Mobilisation des agriculteurs de l'Aisne le 8 octobre 2019. / © Rémi Vivenot / FTV
Mobilisation des agriculteurs de l'Aisne le 8 octobre 2019. / © Rémi Vivenot / FTV

Mercredi 27 novembre, la fédération nationale des syndicats d'exploitants agricoles (FNSEA) et les Jeunes Agriculteurs appellent à un blocus vers Paris. Objectif : interpeller le président de la République sur les difficultés que subissent les agriculteurs.

Par Eline Erzilbengoa

Les agriculteurs souhaitent frapper un grand coup. Mercredi 27 novembre, la FNSEA et les Jeunes Agriculeurs appellent à un blocage des axes routiers vers Paris.

Environ un millier de tracteurs venus de Hauts-de-France, de Normandie, d’Île-de-France, du Grand-Est, de Centre-Val-de-Loire et de Bourgogne-Franche-Comté convergent vers la capitale.
 

Ils sont plus de 200 de l'Oise, une centaine de la Somme et une centaine de l'Aisne.
 

Autoroutes bloquées

D'importantes perturbations à prévoir ce mercredi matin en direction de la région parisienne. 

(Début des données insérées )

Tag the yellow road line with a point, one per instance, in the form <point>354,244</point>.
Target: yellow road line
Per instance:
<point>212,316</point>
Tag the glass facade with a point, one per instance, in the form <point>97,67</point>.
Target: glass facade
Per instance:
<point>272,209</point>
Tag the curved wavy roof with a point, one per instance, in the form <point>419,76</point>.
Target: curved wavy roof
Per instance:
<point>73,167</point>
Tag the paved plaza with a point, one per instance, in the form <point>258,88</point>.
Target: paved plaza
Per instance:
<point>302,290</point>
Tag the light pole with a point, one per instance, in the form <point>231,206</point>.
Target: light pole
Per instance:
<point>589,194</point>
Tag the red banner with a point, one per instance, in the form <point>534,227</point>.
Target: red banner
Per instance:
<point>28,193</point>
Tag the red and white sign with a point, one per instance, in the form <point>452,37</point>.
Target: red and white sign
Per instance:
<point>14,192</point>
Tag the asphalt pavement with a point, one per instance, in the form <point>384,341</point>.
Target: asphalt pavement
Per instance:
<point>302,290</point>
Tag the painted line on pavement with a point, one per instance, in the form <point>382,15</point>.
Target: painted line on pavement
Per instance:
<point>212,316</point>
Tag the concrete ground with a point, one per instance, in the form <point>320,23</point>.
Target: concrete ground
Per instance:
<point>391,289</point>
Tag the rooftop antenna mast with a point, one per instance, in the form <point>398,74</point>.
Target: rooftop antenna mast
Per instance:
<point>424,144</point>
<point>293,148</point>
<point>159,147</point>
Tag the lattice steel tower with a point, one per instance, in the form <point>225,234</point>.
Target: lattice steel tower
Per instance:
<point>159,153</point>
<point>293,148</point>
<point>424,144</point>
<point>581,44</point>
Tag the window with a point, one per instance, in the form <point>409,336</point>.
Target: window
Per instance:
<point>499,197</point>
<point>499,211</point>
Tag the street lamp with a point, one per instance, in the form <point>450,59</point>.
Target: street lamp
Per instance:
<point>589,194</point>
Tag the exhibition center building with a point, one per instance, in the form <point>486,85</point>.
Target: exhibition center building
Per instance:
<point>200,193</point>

La Sanef indique à 8h que des bouchons se sont formés en direction de Paris sur les axes autoroutiers suivants : 
  • A1 entre Senlis et Roissy d’une longueur de 7 km,
  • A4 après Coutevroult d’une longueur de 4 km,
  • A13 entre Mantes la Jolie et Orgeval d’une longueur de 5 km.

Les tracteurs picards se déplacent sur les axes routiers : A1, A16 et Nationale 2. Les départs ont eu lieu dans la nuit de mardi à mercredi depuis plusieurs villes de l'Oise : Breteuil, Grandvilliers, Marseille-en-Beauvaisis et Beauvais pour A16, mais aussi Noyon, Magnelay et Ressons-sur-Matz pour l'A1. 
 
Les agriculteurs de l'Aisne sont partis de Saint-Quentin, Chauny, Soissons, Château-Thierry et Laon pour rejoindre le péage de Senlis à 5h du matin.


Faire pression sur le gouvernement

Dans la continuité des feux de la colère en septembre et des opérations de barrages filtrants en octobre, les agriculteurs espèrent accentuer la pression sur le gouvernement. Zone de non-traitement, accord de libre-échange entre l'Union européenne et le Mercosur, CETA, agribashing, les revendications sont encore nombreuses.
 

"Les agriculteurs attendent du président de la République des engagements fermes en adéquation avec ses prises de positions. En une phrase : la France a-t-elle encore besoin de ses paysans ?", ont déclaré les organisations agricoles dans un communiqué publié vendredi dernier.